セルフ給油システム・周辺機器 販売・施工
和田商事株式会社

セルフ雑記帳

和田 信治

vol.551『セルフ疲れ』

オピニオン

2015-03-23

 私が小学生だったころ,自宅から歩いて1分もかからない場所に喫茶店が開店した。普通の倍ほどもある大ぶりのカップになみなみと注がれたコーヒーに,厚切りトーストとゆで卵の豪華なモーニングサービスが付いてきた。店内は標準的な喫茶店よりずっと広く,ゆったりとしたソファが置いてあるうえ,新聞や雑誌などが各種取り揃えられていた。一方で,テレビや漫画本,ゲーム機などは置いていなかった。小学生の私の眼にも,普通の喫茶店とは違う店に映ったのだが,たちまち評判となり,名古屋市内に次々と店舗を増やしていった。それが,現在東北から九州まで600店舗以上を展開する「コメダ珈琲店」の本店だ。

 いまも同じ場所で営業しているコメダ本店は,土日曜ともなると,朝から店の外まで客が並ぶ繁盛ぶりだが, 最近,こうした“くつろげる”喫茶店が大人気なのだとか。喫茶店の経営や歴史に詳しい経済ジャーナリスト 高井尚之氏によると,スタバやドトールのようなカウンターで飲み物を受け取るカフェを「セルフ型」,コメダのような店員が注文を取りに来る昔ながらの喫茶店を「フルサービス型」と呼ぶのだそうだ。高井氏は,80年代半ば以降,セルフ型カフェが主流になっていたのだが,最近,消費者に「セルフ疲れ」が生じていると指摘している。その背景には,団塊世代の人々がリタイアし,時間に余裕を持つようになったことや,東日本大震災以降の人生観の変化などがあり,「セルフ型カフェは椅子が硬いうえ,隣の席との空間が狭くて,くつろげない。多少値段は高くても気兼ねなくゆったり過ごして人生を楽しみたい」と考える人が増えてきたのだという。
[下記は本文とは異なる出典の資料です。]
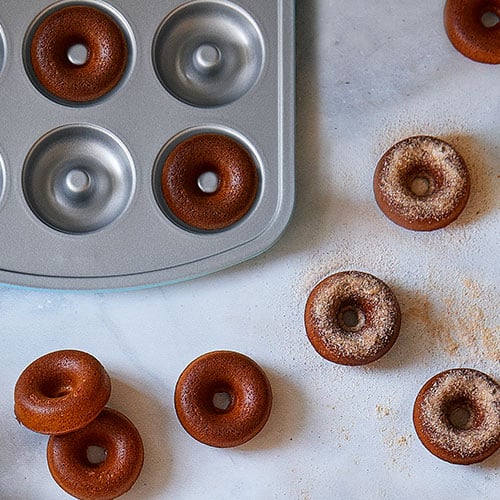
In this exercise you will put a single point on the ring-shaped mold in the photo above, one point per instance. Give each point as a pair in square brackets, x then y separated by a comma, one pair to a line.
[208, 53]
[76, 81]
[207, 179]
[78, 178]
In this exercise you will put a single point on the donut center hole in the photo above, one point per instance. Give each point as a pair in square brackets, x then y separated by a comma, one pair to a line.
[78, 54]
[351, 318]
[96, 454]
[421, 185]
[221, 400]
[460, 415]
[490, 19]
[208, 182]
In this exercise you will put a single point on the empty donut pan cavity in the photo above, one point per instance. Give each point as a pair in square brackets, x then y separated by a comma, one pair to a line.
[81, 200]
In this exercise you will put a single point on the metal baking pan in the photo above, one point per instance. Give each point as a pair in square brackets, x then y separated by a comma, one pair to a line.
[79, 200]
 このような話を聞くと,GS業界でもフルサービスが今後の潮流となるのでは,と思われるかもしれないが,私は否定的である。その理由のひとつは,価格体系だ。スタバのレギュラーコーヒーが320円なのに対して,コメダは420円。これをガソリン価格に置き換えると,130円のセルフ店に対して,フルサービス店は170円ぐらいで販売していることになる。“ゆったりとくつろげるゲストルーム”や“人間味あふれる接客”によって,この価格差をカバーし,なおかつセルフ店と同じかそれ以上の客を呼び込むことができるフルサービス店は,全国にどれぐらいあるだろうか。

 別の理由は,消費者が喫茶店に求めるものとGSに求めるものは違うという点。前述のジャーナリスト氏の分析どおり,喫茶店での過ごし方は,人生の過ごし方に直結している。コーヒーは自宅で幾らでも飲めるのに,わざわざ喫茶店に行く人々は,そこで過ごす“時間”や“空間”を買い求めに来るのだと思う。一方,ガソリンはGS以外の場所で購入することはできない。つまり,多くの消費者にとってGSは“仕方なく行く場所”であって,そこに憩いや安らぎの時間を求める人はまれだと思う。もちろん,殺伐とした社会の中で,給油に立ち寄ったGSの店員に掛けられた言葉で癒されたという人もいることだろう。しかし,だからといって1㍑40円も高いガソリンでも構わないとは言ってくれる人はほとんどいないと思う。

 私にとっての喫茶店とは,だれかと打合せをしたり,歓談したりする場所であり,待ち合わせの時間つぶし以外に,独りで喫茶店に行くなどという経験は記憶にない。コーヒー片手にくつろぎたければ,セルフスタンドの監視室でいつでも好きなだけできる。それどころか,件のコメダ本店に行くと,空席を待つ客を尻目に,4人掛けのテーブルに一人でスポーツ新聞を広げて居座っているおっさんが何人もいるのを見つけて,その回転率の悪さに苛立ち,逆にくつろげない。やはり,もって生まれた性分が,セルフ志向なのかもしれない。